Determining pre and post-injury earnings capacity for an infant or child is of course extremely difficult, given the lack of earnings history to base it upon. There is inevitably huge speculation involved. Looking at this for a child with a birth injury makes this even trickier when there is no evidence whatsoever of how the child would have developed and the cognitive ability he or she would have expressed but for the injury at birth. There is however a strong correlation between earnings and the level of potential educational attainment and therefore looking at the child’s general level of learning ability is the usual starting point. Statistics can then be used to look at average net lifetime earnings for graduates or non-graduates, depending on whether it is asserted that the child would have gone to university or not.
However, this in itself can also be very contentious. We often look at the achievements of the child’s family for an indication of what the child is likely to have achieved in a non-injured scenario. If there are siblings already doing well at school, even attending university themselves, this can be compelling evidence that the injured child is likely, on the balance of probabilities, to have done likewise. We take detailed witness statements from family members of their earnings and achievements. Again this is far from an exact science as arguably earlier generations were less likely to go to university than is the case now. It is not uncommon for children of non-graduate parents to attend university and to be the first in their respective families to have done so.
Graduation itself is no guarantee of future earnings, as defendants will usually argue. One eminent leading counsel we work with once commented that her brother, an Oxbridge graduate, was arguably far more academic than her and whilst she struggled at university in comparison to him, she has become a high-earning Queen’s Counsel, whilst her brother has chosen a much lower-profile and lower-earning career as a vicar.

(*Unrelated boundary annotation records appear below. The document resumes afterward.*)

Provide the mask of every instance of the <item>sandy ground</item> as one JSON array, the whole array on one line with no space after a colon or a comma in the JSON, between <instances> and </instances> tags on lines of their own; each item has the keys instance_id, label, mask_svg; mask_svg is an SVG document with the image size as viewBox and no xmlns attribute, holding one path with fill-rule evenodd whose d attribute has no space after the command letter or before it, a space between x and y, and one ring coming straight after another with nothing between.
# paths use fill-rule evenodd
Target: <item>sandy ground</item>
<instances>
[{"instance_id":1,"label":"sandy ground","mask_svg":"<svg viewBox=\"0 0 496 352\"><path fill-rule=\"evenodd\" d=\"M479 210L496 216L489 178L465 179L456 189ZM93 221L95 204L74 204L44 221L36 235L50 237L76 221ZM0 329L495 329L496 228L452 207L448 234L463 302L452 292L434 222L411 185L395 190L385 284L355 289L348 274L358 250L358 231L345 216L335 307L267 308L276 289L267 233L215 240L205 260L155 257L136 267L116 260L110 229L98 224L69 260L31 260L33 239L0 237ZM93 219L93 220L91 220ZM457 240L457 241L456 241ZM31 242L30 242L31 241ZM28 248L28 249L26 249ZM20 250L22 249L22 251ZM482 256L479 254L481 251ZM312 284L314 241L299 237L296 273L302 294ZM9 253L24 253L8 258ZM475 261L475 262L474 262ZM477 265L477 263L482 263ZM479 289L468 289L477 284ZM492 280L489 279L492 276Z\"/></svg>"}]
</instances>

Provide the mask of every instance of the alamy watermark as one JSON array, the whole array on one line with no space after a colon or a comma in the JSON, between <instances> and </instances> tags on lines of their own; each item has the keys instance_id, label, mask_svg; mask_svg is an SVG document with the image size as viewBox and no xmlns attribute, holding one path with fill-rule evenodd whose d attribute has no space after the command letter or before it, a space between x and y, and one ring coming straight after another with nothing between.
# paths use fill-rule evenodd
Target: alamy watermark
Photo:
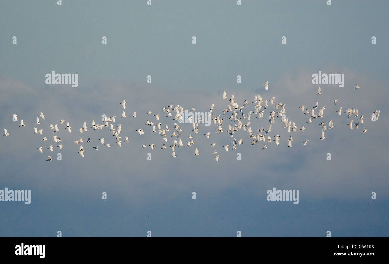
<instances>
[{"instance_id":1,"label":"alamy watermark","mask_svg":"<svg viewBox=\"0 0 389 264\"><path fill-rule=\"evenodd\" d=\"M78 73L56 73L53 71L46 74L46 84L72 84L72 87L78 86Z\"/></svg>"},{"instance_id":2,"label":"alamy watermark","mask_svg":"<svg viewBox=\"0 0 389 264\"><path fill-rule=\"evenodd\" d=\"M344 87L344 73L322 73L312 75L313 84L338 84L340 87Z\"/></svg>"},{"instance_id":3,"label":"alamy watermark","mask_svg":"<svg viewBox=\"0 0 389 264\"><path fill-rule=\"evenodd\" d=\"M179 123L205 123L205 126L211 125L211 113L204 112L188 112L185 110L183 113L179 113ZM192 122L191 122L191 121Z\"/></svg>"},{"instance_id":4,"label":"alamy watermark","mask_svg":"<svg viewBox=\"0 0 389 264\"><path fill-rule=\"evenodd\" d=\"M268 195L266 199L268 201L293 201L293 204L299 203L298 190L277 190L275 188L273 190L268 190L266 192Z\"/></svg>"},{"instance_id":5,"label":"alamy watermark","mask_svg":"<svg viewBox=\"0 0 389 264\"><path fill-rule=\"evenodd\" d=\"M31 190L9 190L5 188L5 191L0 190L0 201L24 201L26 205L31 202Z\"/></svg>"}]
</instances>

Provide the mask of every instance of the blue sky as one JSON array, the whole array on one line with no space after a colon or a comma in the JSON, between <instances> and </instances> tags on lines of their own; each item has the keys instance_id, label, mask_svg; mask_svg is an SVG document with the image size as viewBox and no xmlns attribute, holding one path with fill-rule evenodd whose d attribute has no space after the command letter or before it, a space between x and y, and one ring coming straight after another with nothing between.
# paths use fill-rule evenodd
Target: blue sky
<instances>
[{"instance_id":1,"label":"blue sky","mask_svg":"<svg viewBox=\"0 0 389 264\"><path fill-rule=\"evenodd\" d=\"M142 237L149 230L153 236L235 236L238 230L242 236L324 237L328 230L333 237L388 236L387 1L51 2L8 1L0 9L0 128L10 133L0 140L0 189L32 190L30 205L0 201L5 227L0 236L54 236L58 230L67 237ZM46 85L45 75L53 70L78 73L78 87ZM322 85L322 94L316 95L312 75L319 71L345 73L345 87ZM361 89L354 89L356 83ZM251 145L240 129L234 136L244 144L226 152L223 146L231 148L232 138L215 133L213 123L200 124L195 135L190 124L180 124L184 142L192 134L200 155L183 146L173 158L168 147L161 149L162 137L144 125L157 121L147 111L163 114L160 108L170 104L208 112L214 103L213 114L221 114L226 130L234 122L221 112L228 104L220 99L224 91L239 106L250 103L246 114L256 94L274 96L275 103L286 104L289 120L307 129L291 134L277 119L270 135L281 135L280 145L265 150ZM129 117L124 120L123 99ZM307 125L299 108L310 110L316 101L326 107L322 121L334 122L323 141L322 120ZM353 118L338 115L340 107L364 115L358 129L347 125ZM380 115L371 122L368 117L377 109ZM41 111L46 118L35 125ZM135 111L138 117L130 119ZM253 131L267 129L269 112L261 119L252 116ZM12 122L14 114L25 127ZM123 124L121 135L129 143L120 148L107 129L76 130L84 122L88 128L92 120L101 123L103 114L116 116L115 125ZM172 117L161 115L171 129ZM71 133L58 123L63 118ZM46 149L58 145L49 137L54 135L51 124L60 129L60 152ZM42 136L33 135L37 126L44 129ZM142 136L135 131L140 128ZM208 140L203 135L209 131ZM295 139L287 148L289 135ZM80 136L92 138L82 144L83 159L73 143ZM109 148L100 143L103 137ZM211 154L213 142L218 162ZM152 143L153 150L140 147ZM58 152L62 160L46 161ZM266 201L273 187L299 190L299 203Z\"/></svg>"}]
</instances>

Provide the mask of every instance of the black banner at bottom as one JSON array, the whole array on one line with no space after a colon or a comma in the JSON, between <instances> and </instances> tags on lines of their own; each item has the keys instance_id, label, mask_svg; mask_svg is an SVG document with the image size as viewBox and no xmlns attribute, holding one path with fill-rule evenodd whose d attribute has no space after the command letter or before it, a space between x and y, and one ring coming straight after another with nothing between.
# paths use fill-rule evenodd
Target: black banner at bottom
<instances>
[{"instance_id":1,"label":"black banner at bottom","mask_svg":"<svg viewBox=\"0 0 389 264\"><path fill-rule=\"evenodd\" d=\"M220 261L243 260L253 255L275 256L277 259L313 257L368 261L384 257L387 243L387 238L2 238L0 254L2 258L25 260L101 261L131 257L148 261L179 258Z\"/></svg>"}]
</instances>

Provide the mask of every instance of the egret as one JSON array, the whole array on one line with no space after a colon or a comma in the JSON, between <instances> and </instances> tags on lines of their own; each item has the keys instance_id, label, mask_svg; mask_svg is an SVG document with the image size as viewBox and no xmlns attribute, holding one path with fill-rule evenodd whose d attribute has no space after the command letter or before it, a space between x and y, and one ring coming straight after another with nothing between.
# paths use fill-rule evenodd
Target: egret
<instances>
[{"instance_id":1,"label":"egret","mask_svg":"<svg viewBox=\"0 0 389 264\"><path fill-rule=\"evenodd\" d=\"M126 109L126 100L123 100L123 101L122 101L122 102L120 103L120 104L121 104L123 106L123 109Z\"/></svg>"},{"instance_id":2,"label":"egret","mask_svg":"<svg viewBox=\"0 0 389 264\"><path fill-rule=\"evenodd\" d=\"M81 146L80 147L80 151L77 152L77 153L80 153L80 154L81 155L81 157L84 157L84 148L82 147L82 146Z\"/></svg>"},{"instance_id":3,"label":"egret","mask_svg":"<svg viewBox=\"0 0 389 264\"><path fill-rule=\"evenodd\" d=\"M68 129L68 131L69 131L69 133L72 133L72 131L70 130L70 128L72 128L72 127L69 125L69 122L67 122L67 124L66 124L66 127L65 128L67 128Z\"/></svg>"},{"instance_id":4,"label":"egret","mask_svg":"<svg viewBox=\"0 0 389 264\"><path fill-rule=\"evenodd\" d=\"M324 140L324 139L325 138L326 138L326 137L325 137L324 136L324 131L321 131L321 137L320 138L320 139L321 139L321 140Z\"/></svg>"},{"instance_id":5,"label":"egret","mask_svg":"<svg viewBox=\"0 0 389 264\"><path fill-rule=\"evenodd\" d=\"M267 90L268 86L269 86L269 81L267 81L266 83L265 84L265 85L263 85L262 86L265 86L265 90Z\"/></svg>"}]
</instances>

They both had the same parents, same upbringing and same opportunities but of course made their own personal choices.
If it is believed that the child still has the ability to undertake remunerative employment of some kind, even if this is very low paid and possibly part-time only, then looking at school records to assess learning ability and likely future earnings is possible, if only on a broad brush basis. The claimant can then give credit for the earnings capacity he or she has retained.
Alison Johnson, senior associate at Penningtons Manches LLP, comments: “Statistical data on life expectancy, work-life expectancy and average earnings is now far more sophisticated than it used to be. When this is considered together with evidence of the achievements of close family, with an eye on the nature of the upbringing the child is likely to have had and the support and opportunities the parents would have tried to give, it should be possible to form a view on loss of earnings capacity and bring this issue of the claim to a favourable outcome. It can be a substantial head of loss so is well worth taking the time to investigate evidence fully.”